In the night of October 19 two more of our horses were frozen to death, and a sheep. Of the latter we had now only 16; puffed up with gas the three dead animals lay on the slope and stared at us with dark blood-stained eye-cavities; the ravens had already been at them. The ground was very difficult, constantly sloping upwards and then down again. We saw the caravan struggle up to a pass, but beyond appeared another still higher, with patches of snow. The crests of the mountains in this country run in general to the east-north-east. In the south lies a lake at a distance of about 20 miles, but it is far to the right of our route.

When we reached camp No. 44, at a height of 17,539 feet, in the midst of terrible mountains, it was announced that Muhamed Isa was ill. He had suffered for some days with severe headache, and had been well dosed with quinine. As he could not reconnoitre as usual, Robert asked permission to climb the high pass which barred the way to the east, and to look around. He did not come back till dark, and then informed us that we should soon emerge from these troublesome mountains if we turned to the south-east. Muhamed Isa therefore received instructions for the following day in accordance with this information.

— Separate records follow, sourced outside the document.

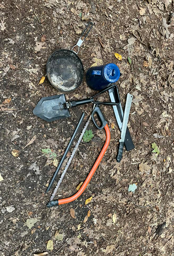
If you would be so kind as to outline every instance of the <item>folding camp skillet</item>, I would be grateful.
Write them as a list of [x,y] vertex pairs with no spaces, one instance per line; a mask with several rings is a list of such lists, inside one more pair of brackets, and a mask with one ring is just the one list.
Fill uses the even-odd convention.
[[[98,126],[96,122],[94,117],[94,115],[95,114],[97,114],[98,117],[100,121],[100,123],[101,124],[100,126]],[[105,130],[106,137],[106,140],[104,145],[98,156],[97,160],[95,162],[94,165],[93,165],[88,175],[87,176],[86,179],[77,192],[75,194],[75,195],[70,197],[67,197],[66,198],[63,198],[63,199],[59,199],[58,200],[52,200],[52,201],[50,201],[47,204],[47,207],[48,208],[50,208],[53,206],[56,206],[60,204],[63,204],[65,203],[70,203],[70,202],[72,202],[76,199],[77,199],[77,198],[79,197],[80,196],[82,195],[91,180],[92,177],[96,170],[97,169],[103,158],[103,157],[104,155],[105,152],[108,147],[111,138],[110,131],[107,124],[107,122],[105,119],[103,113],[100,110],[98,105],[96,105],[92,111],[92,118],[94,124],[98,129],[101,129],[104,128]]]

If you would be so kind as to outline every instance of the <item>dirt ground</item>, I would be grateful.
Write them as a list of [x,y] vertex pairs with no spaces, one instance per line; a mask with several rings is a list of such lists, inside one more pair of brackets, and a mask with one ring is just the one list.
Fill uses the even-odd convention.
[[[173,0],[1,1],[1,256],[174,256],[173,12]],[[94,63],[119,67],[123,108],[127,94],[134,97],[128,126],[135,148],[116,162],[120,132],[112,108],[101,106],[111,133],[106,153],[78,199],[48,209],[45,191],[56,160],[92,106],[45,121],[34,108],[42,97],[61,93],[46,77],[38,83],[50,54],[71,49],[89,20],[94,26],[79,56],[85,71]],[[66,98],[94,94],[84,79]],[[108,93],[99,99],[108,100]],[[102,148],[104,130],[92,121],[89,128],[94,137],[81,143],[56,199],[75,193]]]

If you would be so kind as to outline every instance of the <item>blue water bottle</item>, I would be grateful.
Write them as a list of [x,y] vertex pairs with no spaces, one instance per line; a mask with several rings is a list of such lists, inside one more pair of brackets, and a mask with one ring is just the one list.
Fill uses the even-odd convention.
[[88,86],[95,91],[100,91],[110,84],[115,83],[120,76],[118,67],[114,63],[92,67],[86,75]]

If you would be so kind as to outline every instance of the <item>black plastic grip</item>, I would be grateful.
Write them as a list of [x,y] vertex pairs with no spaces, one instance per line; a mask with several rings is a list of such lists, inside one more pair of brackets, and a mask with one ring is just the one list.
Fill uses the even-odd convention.
[[49,201],[46,205],[47,208],[51,208],[53,206],[57,206],[59,205],[59,201],[58,200],[52,200]]
[[117,156],[117,161],[119,163],[122,158],[124,144],[125,142],[124,141],[122,141],[121,142],[120,142],[120,144],[119,145],[118,152]]
[[[99,126],[96,122],[95,118],[94,118],[94,114],[96,113],[97,114],[97,116],[101,123],[101,126]],[[105,119],[105,117],[104,117],[103,114],[101,112],[99,106],[98,105],[96,106],[92,111],[92,119],[94,124],[96,126],[98,129],[99,129],[99,130],[103,129],[107,123],[107,122]]]

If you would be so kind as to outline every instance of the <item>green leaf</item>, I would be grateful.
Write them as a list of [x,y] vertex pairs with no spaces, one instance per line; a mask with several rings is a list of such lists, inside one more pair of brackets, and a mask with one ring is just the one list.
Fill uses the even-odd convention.
[[137,186],[136,184],[134,183],[132,185],[129,185],[129,186],[128,191],[129,192],[133,192],[133,193],[135,192],[135,189],[137,188]]
[[151,147],[154,149],[154,150],[152,151],[153,153],[156,153],[156,155],[157,156],[158,156],[158,155],[159,154],[160,152],[158,146],[155,142],[151,143]]
[[44,154],[48,155],[52,153],[52,151],[50,148],[42,148],[42,152]]
[[57,157],[57,155],[54,152],[52,152],[50,148],[42,148],[42,152],[45,155],[47,155],[47,157],[54,159]]
[[92,130],[87,130],[83,136],[83,140],[85,142],[89,142],[93,137]]
[[132,60],[129,57],[129,56],[128,57],[128,61],[129,62],[129,64],[131,65],[131,63],[132,63]]

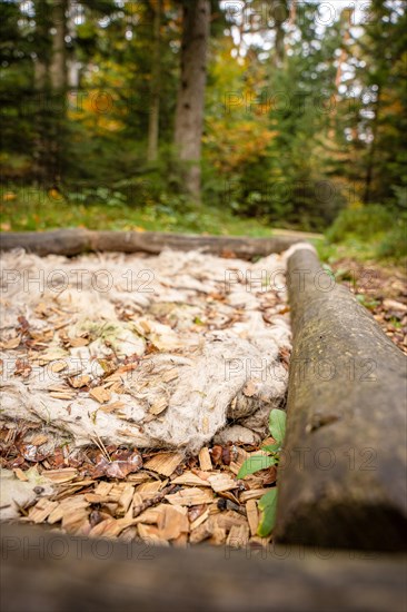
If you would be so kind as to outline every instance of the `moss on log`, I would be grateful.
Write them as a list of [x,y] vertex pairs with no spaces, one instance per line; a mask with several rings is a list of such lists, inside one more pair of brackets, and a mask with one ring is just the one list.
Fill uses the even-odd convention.
[[197,610],[404,612],[405,557],[73,537],[1,526],[7,612]]
[[240,238],[227,236],[196,236],[190,234],[161,234],[156,231],[92,231],[89,229],[58,229],[54,231],[19,231],[0,234],[0,248],[24,248],[38,255],[73,256],[89,251],[149,253],[156,255],[163,248],[175,250],[204,249],[220,256],[251,259],[270,253],[281,253],[298,236],[271,236],[270,238]]
[[322,270],[288,260],[294,351],[276,539],[405,550],[406,357]]

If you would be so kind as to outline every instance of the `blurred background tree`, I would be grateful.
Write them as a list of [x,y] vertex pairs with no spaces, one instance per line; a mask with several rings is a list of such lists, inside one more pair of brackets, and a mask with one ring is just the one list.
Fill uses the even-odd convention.
[[34,185],[72,205],[217,209],[305,230],[370,205],[406,215],[401,0],[0,11],[3,193]]

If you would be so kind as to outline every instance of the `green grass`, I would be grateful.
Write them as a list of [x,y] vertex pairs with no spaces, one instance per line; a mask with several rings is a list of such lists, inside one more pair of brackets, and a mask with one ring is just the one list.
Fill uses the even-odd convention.
[[261,219],[242,219],[227,209],[172,210],[170,207],[132,207],[123,203],[73,204],[59,194],[34,189],[3,194],[0,204],[1,229],[42,231],[58,227],[88,229],[179,231],[215,235],[270,236]]

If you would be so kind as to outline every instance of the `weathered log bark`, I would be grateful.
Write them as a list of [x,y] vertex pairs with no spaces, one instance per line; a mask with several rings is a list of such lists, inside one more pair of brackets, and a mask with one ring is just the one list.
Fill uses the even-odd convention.
[[88,251],[143,251],[158,254],[166,247],[178,250],[204,249],[220,256],[250,259],[258,255],[281,253],[300,238],[272,236],[270,238],[237,238],[195,236],[155,231],[91,231],[89,229],[58,229],[54,231],[21,231],[0,234],[0,248],[22,247],[38,255],[73,256]]
[[1,526],[4,612],[401,612],[405,557],[298,547],[236,551],[87,540]]
[[294,329],[280,542],[405,550],[406,358],[310,249],[288,261]]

What a difference from the previous evening when the stars twinkled down from a blue-black sky and the fires blazed bright and red! Now heavy masses of cloud lie over mountain and valley, so low that they seem almost within reach of the hand. It snows unusually thickly; the ground is white, and the inequalities and tufts of moss throw long shadows about the fires. A pale light rises out of the provision fortress, now reduced to small dimensions, and casts a feeble glow on the black tent of the Ladakis. Tsering sits with his men round the kitchen fire, wrapped in furs, and delivers a lecture more than two hours long, without pausing a second. His tongue is like a windmill in a breeze. They have all known one another for years. What on earth can he have to tell them that they have not heard already twenty times over? But Rabsang, Rehim Ali, and a couple of other men listen attentively, and express their satisfaction from time to time. I join them for a while. They rise to greet me, and lay a fresh armful of dry dung cakes on the fire. The flickering flames throw a glaring light over the snow, which crunches under the feet of the men. But the brightness does not extend far, and, beyond, the darkness of night yawns on all sides. The grazing animals can neither be seen nor heard, but the snow hisses as it falls continuously into the blaze of the yak-dung fire.